Jose Jimenez said he immigrated to the United States 15 years ago and began playing racquetball two years later. Now he's co-coordinator of a league. "I'm in that club every day of the week," he said, playfully tossing a blue racquetball toward the seated board members. "The ball is in your court," he said to laughter and cheers.

Before any of the 15 speakers began talking, CA President Phillip Nelson announced that he had received "a vast number of e-mails" about the court issue and is postponing any action until the staff schedules a series of meetings with players and their supporters. "No further planning will be done until we strike up a dialogue," he said.
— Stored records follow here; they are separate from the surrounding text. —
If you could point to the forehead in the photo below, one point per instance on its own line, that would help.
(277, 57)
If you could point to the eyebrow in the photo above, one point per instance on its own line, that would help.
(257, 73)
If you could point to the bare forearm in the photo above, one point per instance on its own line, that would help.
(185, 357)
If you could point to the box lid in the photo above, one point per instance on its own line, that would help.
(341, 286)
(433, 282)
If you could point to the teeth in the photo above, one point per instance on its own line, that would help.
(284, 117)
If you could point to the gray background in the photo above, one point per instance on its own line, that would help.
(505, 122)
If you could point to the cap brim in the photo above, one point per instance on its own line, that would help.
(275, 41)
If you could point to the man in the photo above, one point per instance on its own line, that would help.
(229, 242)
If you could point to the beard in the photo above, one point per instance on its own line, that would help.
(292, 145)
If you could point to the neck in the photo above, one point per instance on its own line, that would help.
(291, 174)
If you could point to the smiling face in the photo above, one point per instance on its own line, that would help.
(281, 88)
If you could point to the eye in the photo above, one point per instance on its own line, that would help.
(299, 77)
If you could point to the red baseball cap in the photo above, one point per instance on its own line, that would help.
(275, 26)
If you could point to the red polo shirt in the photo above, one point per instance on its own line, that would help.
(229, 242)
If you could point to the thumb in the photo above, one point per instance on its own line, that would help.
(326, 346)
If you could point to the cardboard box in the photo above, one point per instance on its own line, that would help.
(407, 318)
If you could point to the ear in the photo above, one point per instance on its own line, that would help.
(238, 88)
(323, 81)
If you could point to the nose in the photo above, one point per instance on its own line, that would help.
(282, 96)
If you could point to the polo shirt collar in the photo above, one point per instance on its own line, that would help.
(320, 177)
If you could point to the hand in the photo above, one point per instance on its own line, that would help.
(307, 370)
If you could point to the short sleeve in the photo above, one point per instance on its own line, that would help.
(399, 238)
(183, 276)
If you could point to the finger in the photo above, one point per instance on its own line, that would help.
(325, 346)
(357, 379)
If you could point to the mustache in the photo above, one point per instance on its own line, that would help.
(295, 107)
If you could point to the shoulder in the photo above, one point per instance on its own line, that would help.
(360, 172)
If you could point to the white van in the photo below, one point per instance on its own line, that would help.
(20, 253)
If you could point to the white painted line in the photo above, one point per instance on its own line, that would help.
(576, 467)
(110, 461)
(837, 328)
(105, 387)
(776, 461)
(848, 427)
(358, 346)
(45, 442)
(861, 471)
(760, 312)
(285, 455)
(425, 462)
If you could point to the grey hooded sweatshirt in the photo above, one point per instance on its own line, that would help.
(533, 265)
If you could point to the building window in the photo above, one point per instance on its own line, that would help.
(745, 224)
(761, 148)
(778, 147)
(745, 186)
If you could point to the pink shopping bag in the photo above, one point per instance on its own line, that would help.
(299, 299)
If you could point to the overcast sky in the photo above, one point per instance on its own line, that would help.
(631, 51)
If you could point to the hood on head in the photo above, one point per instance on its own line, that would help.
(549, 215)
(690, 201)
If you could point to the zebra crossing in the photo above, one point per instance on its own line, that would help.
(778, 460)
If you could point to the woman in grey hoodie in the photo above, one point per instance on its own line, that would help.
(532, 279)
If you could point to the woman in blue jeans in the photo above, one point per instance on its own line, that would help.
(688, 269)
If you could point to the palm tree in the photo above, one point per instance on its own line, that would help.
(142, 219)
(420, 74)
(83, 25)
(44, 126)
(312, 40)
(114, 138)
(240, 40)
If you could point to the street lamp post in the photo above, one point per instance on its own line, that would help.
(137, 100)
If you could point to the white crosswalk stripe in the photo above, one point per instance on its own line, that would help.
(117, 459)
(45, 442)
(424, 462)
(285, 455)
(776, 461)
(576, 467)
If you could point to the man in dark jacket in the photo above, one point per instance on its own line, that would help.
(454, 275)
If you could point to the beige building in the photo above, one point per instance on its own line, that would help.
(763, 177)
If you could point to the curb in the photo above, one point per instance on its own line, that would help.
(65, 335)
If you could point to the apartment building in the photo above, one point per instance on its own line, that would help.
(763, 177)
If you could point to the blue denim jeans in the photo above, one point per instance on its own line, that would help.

But that assurance didn't stop people from speaking.

Ken Marx and others said they'd drop their CA membership if they couldn't find a racquetball court to play on. Dan Ho said there were 25 courts in Columbia when he started playing 25 years ago, but now that's down to 10, and it's hard to find an open one in peak after-work and weekend hours. The statistics are wrong, he said, because many players don't make reservations.

"We're passionate players," he said. "This is a lifetime commitment, a lifestyle. I've played for 40 years."